The room was unbearably stuffy. The prize-giving was at an end. Miriam’s own children had struggled to the table and come back to her for the last time.
Miss Perne was making a little speech ... about Miss Henderson’s forthcoming departure. Why did people do these formal things? She would be expected to make some response. For a moment she had the impulse to get up and rush away through the hall, get upstairs and pack and send for a four-wheeler. But from behind came hands dragging at a fold of her dress and the sound of Burra’s hard sobbing. She felt the child’s head bowed against her hip. A child at her side twisted its hands together and sat with its head held high, drawing sharp breaths. Miss Perne’s voice went on. She was holding up an umbrella, a terrible, expensive, silver-mounted one.
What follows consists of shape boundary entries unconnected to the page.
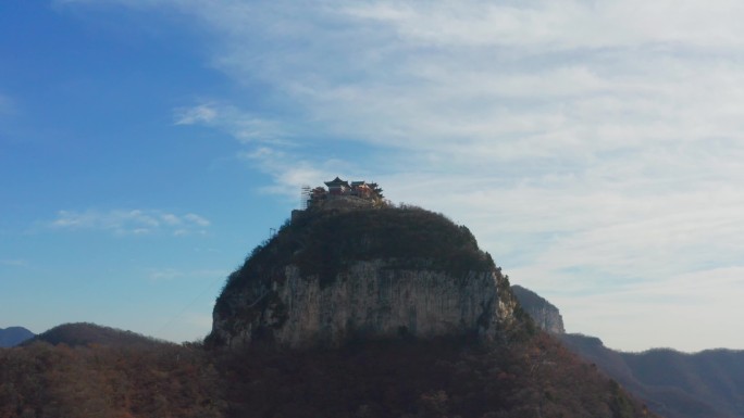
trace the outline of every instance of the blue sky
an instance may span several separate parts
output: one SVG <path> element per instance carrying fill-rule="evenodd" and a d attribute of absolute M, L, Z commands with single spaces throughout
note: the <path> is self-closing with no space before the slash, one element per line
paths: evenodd
<path fill-rule="evenodd" d="M 744 349 L 744 5 L 0 2 L 0 327 L 203 337 L 335 176 L 467 225 L 567 329 Z"/>

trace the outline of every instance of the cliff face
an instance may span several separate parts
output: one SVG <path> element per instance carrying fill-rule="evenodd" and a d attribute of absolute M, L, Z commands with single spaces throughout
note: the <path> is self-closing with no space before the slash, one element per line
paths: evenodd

The girls had subscribed.
Miriam sat with beating heart waiting for Miss Perne’s voice to cease, pressing back towards the support of Burra and other little outstretched clutchings and the general snuffling of her class, grappling with the amazement of hearing from various quarters of the room violent and repeated nose-blowings, and away near the door in the voice of a girl she had hardly spoken to a deep heavy contralto sobbing.
Presently she was on her feet with the tightly-rolled silken twist of the umbrella heavy in her hands. Her stiff lips murmured incoherent thanks in a strange thin voice—Harriett’s voice with the life gone from it.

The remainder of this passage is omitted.